Como resultado da aprovação do projeto de lei 479/2012, também conhecido como Marco Legal do Combate ao Tráfico de Pessoas, foi sancionada a Lei 13.344, que dispõe sobre prevenção e repressão ao tráfico interno e internacional de pessoas e sobre medidas de atenção às vítimas, em outubro de 2016.
Essa nova legislação foi resultado da necessidade de adequação do ordenamento jurídico brasileiro às convenções internacionais sobre tráfico de pessoas, em especial ao Protocolo Adicional à Convenção das Nações Unidas contra o Crime Organizado Transnacional. Este protocolo foi criado pelo comitê intergovernamental da Assembleia Geral da ONU e aprovado no ano 2000.
O Protocolo, no seu artigo 3º, define como tráfico de pessoas:
“o recrutamento, o transporte, a transferência, o alojamento ou o acolhimento de pessoas, recorrendo à ameaça ou uso de força ou a outras formas de coação, ao rapto, à fraude, ao engano, ao abuso de autoridade ou à situação de vulnerabilidade ou à entrega ou aceitação de pagamentos ou benefícios para obter o consentimento de uma pessoa que tenha autoridade sobre outra, para fins de exploração”

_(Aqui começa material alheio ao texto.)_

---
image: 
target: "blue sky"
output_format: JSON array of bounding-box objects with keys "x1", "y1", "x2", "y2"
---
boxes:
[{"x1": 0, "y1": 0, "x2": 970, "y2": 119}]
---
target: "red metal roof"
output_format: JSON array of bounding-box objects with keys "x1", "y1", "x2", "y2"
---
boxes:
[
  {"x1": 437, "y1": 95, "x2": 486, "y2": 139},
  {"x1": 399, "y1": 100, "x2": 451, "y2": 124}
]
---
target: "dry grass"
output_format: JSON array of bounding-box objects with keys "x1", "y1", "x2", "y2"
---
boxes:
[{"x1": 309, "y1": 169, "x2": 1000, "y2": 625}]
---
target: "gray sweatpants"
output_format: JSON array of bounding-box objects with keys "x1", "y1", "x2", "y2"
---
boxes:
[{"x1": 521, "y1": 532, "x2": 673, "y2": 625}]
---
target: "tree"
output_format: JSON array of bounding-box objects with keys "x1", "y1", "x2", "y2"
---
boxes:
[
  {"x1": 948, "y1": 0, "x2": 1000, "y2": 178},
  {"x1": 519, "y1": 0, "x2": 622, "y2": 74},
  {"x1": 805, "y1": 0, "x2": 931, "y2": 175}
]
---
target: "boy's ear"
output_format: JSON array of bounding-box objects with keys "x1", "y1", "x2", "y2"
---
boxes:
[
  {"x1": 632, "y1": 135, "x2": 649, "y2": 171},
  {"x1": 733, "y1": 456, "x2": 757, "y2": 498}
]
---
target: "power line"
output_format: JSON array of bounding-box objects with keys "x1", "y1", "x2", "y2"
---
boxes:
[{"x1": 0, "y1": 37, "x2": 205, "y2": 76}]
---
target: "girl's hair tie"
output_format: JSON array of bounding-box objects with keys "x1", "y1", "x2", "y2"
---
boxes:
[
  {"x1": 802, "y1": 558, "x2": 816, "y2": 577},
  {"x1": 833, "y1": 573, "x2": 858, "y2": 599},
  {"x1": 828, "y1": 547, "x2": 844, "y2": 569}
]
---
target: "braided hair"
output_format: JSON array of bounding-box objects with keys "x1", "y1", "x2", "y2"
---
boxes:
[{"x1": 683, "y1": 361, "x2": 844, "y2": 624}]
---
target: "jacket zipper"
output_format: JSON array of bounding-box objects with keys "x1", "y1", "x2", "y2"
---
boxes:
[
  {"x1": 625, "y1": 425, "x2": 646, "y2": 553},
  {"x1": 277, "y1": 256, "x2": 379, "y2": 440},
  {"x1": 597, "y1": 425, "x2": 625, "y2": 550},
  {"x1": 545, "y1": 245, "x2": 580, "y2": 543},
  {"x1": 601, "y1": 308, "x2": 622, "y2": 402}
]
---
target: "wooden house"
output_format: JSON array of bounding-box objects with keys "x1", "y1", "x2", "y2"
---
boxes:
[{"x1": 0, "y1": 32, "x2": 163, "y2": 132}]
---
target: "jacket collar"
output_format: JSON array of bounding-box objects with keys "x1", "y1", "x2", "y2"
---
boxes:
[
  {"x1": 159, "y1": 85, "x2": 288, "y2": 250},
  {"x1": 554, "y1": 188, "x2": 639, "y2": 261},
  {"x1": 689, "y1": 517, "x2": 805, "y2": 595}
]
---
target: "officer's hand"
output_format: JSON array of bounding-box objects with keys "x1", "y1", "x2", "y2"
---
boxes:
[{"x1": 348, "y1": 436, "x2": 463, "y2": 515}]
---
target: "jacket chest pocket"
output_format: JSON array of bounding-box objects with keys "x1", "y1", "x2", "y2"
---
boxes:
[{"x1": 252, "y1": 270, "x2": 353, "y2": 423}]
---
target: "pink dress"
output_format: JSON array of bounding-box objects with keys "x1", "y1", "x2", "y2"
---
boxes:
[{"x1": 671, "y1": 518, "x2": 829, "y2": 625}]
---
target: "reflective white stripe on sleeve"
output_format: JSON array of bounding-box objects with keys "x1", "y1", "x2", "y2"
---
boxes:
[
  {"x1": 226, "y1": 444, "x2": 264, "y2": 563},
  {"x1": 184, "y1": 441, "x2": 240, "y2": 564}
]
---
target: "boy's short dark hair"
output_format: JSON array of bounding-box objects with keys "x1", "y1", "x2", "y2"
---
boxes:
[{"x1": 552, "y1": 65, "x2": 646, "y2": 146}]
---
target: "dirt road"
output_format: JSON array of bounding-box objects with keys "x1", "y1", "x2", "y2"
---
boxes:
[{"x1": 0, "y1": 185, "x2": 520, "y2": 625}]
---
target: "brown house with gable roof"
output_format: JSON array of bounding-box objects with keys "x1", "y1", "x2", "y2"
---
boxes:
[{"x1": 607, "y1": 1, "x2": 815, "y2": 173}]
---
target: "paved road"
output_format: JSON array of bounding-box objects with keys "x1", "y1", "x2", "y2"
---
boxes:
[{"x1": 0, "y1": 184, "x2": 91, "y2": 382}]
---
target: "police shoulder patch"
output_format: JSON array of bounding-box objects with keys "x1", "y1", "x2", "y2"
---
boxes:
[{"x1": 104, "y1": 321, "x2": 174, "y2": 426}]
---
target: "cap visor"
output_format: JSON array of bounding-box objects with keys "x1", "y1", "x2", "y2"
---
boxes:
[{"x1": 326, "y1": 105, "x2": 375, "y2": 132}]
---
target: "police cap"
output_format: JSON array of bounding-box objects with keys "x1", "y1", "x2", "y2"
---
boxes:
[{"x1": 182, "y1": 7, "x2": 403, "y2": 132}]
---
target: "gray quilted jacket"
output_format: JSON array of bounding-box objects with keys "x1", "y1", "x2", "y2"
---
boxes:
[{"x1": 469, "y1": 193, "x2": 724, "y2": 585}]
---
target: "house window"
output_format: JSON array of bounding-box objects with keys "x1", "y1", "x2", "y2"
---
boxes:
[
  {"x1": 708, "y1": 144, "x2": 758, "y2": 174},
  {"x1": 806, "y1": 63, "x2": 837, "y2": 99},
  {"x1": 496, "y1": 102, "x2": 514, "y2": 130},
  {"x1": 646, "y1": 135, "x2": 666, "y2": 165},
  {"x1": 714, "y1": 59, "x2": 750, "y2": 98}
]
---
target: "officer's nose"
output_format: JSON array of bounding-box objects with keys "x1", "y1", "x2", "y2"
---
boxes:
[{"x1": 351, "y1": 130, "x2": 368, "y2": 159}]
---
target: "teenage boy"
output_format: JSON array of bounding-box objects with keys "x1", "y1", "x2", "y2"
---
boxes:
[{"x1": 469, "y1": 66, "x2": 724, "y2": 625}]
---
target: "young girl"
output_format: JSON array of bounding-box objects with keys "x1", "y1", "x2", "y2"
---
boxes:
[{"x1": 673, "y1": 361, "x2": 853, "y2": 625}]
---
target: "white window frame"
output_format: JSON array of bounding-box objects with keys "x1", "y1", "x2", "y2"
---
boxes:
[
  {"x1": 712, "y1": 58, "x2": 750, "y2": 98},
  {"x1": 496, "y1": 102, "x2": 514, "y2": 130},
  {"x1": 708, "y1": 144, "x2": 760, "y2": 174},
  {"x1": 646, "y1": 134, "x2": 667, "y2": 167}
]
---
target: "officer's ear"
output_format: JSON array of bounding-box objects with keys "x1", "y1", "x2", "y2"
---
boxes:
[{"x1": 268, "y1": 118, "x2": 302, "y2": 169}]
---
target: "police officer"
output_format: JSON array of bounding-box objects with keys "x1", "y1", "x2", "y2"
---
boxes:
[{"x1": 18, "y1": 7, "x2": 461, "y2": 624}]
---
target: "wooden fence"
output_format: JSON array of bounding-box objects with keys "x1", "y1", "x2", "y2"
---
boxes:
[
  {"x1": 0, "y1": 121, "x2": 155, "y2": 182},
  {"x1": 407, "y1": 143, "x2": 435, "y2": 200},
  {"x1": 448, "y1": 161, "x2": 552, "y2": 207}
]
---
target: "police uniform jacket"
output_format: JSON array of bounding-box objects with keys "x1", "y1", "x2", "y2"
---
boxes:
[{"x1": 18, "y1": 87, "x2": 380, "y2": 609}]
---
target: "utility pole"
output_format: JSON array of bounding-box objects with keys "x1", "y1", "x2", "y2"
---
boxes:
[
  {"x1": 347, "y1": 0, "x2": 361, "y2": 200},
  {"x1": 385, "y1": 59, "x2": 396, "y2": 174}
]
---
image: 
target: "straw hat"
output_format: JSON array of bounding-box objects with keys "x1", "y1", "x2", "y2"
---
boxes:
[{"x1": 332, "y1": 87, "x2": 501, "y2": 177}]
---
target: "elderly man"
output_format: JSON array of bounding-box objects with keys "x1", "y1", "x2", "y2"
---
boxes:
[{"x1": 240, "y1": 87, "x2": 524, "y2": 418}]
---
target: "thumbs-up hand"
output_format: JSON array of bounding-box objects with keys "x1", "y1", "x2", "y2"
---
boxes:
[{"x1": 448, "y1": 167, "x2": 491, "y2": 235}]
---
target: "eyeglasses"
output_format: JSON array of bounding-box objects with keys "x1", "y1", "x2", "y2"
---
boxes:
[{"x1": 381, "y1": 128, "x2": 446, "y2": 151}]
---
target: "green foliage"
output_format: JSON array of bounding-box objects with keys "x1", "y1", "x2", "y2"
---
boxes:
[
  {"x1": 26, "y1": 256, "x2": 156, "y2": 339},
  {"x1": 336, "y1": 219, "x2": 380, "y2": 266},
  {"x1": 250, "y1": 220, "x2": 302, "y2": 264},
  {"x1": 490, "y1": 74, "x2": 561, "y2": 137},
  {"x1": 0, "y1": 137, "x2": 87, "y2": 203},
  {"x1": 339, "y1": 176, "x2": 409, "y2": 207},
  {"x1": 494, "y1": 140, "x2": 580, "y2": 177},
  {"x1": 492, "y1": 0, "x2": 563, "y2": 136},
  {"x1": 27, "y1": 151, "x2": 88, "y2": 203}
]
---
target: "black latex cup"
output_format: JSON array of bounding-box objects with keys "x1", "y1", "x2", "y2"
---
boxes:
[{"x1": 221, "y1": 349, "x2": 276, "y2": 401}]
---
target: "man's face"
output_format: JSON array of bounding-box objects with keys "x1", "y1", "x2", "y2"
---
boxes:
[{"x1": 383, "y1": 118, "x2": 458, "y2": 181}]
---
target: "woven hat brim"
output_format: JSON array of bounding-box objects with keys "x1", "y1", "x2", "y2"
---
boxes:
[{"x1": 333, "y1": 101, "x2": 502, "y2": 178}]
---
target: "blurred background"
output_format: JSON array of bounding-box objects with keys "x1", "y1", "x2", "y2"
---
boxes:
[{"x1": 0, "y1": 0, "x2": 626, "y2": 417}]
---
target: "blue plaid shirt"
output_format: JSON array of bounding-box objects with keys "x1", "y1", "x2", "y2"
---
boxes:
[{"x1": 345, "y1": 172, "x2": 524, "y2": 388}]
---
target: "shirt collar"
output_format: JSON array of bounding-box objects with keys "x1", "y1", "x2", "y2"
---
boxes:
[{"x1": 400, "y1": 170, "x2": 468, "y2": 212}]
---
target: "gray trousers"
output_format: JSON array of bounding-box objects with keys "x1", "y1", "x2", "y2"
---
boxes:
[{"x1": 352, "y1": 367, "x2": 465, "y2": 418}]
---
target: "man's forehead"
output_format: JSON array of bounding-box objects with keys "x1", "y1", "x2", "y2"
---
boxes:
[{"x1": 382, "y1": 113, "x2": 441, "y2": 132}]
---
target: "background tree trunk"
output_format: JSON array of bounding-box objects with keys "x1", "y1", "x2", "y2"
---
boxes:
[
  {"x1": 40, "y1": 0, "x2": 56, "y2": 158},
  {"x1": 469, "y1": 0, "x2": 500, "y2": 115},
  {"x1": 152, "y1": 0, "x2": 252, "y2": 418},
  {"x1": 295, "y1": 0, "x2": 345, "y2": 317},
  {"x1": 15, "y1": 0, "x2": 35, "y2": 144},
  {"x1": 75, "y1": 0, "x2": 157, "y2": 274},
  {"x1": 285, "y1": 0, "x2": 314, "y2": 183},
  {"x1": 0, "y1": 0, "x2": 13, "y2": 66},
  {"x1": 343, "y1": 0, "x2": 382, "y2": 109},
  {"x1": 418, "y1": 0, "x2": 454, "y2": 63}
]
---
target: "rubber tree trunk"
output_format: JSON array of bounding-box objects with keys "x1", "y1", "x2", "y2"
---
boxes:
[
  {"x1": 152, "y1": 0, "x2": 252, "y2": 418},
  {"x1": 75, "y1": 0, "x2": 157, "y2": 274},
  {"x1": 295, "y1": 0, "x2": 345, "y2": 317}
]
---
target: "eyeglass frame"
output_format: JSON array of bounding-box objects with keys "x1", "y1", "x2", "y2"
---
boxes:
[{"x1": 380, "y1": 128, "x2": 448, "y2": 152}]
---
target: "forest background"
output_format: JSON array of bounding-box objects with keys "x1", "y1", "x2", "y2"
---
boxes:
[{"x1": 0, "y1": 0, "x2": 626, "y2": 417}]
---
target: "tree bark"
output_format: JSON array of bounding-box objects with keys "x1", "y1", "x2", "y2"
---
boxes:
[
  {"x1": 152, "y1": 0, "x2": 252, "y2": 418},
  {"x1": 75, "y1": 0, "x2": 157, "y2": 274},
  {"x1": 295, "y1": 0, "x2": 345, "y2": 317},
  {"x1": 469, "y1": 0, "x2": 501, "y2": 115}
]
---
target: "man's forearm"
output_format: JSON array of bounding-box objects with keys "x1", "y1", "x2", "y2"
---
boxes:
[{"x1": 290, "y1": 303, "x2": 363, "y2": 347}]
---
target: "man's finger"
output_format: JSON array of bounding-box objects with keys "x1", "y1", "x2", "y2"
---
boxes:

Até então, os arts. 231 e 231-A do Código Penal Brasileiro, de forma antiquada, penalizava o tráfico de pessoas somente se tivesse por finalidade a exploração sexual da vítima. Todavia, o conceito da palavra exploração foi ampliado pela convenção internacional, passando a abranger: a exploração da prostituição de outrem ou outras formas de exploração sexual, os trabalhos ou serviços forçados, escravatura ou práticas similares à escravatura, a servidão ou a remoção de órgãos.
A Lei 13.344/16 foi editada com a finalidade de conceber essa maior proteção ao indivíduo e criminalizar outras condutas. Objetivando alcançar esse intento, o legislador revogou os artigos do CP mencionados acima e passou a tratar do assunto no art. 149-A do mesmo código, que faz parte no capítulo de crimes contra a liberdade individual e possui a seguinte redação:
Art. 149-A. Agenciar, aliciar, recrutar, transportar, transferir, comprar, alojar ou acolher pessoa, mediante grave ameaça, violência, coação, fraude ou abuso, com a finalidade de:
I – remover-lhe órgãos, tecidos ou partes do corpo;
II – submetê-la a trabalho em condições análogas à de escravo;
III – submetê-la a qualquer tipo de servidão;
IV – adoção ilegal; ou
V – exploração sexual.
Pena – reclusão, de 4 (quatro) a 8 (oito) anos, e multa.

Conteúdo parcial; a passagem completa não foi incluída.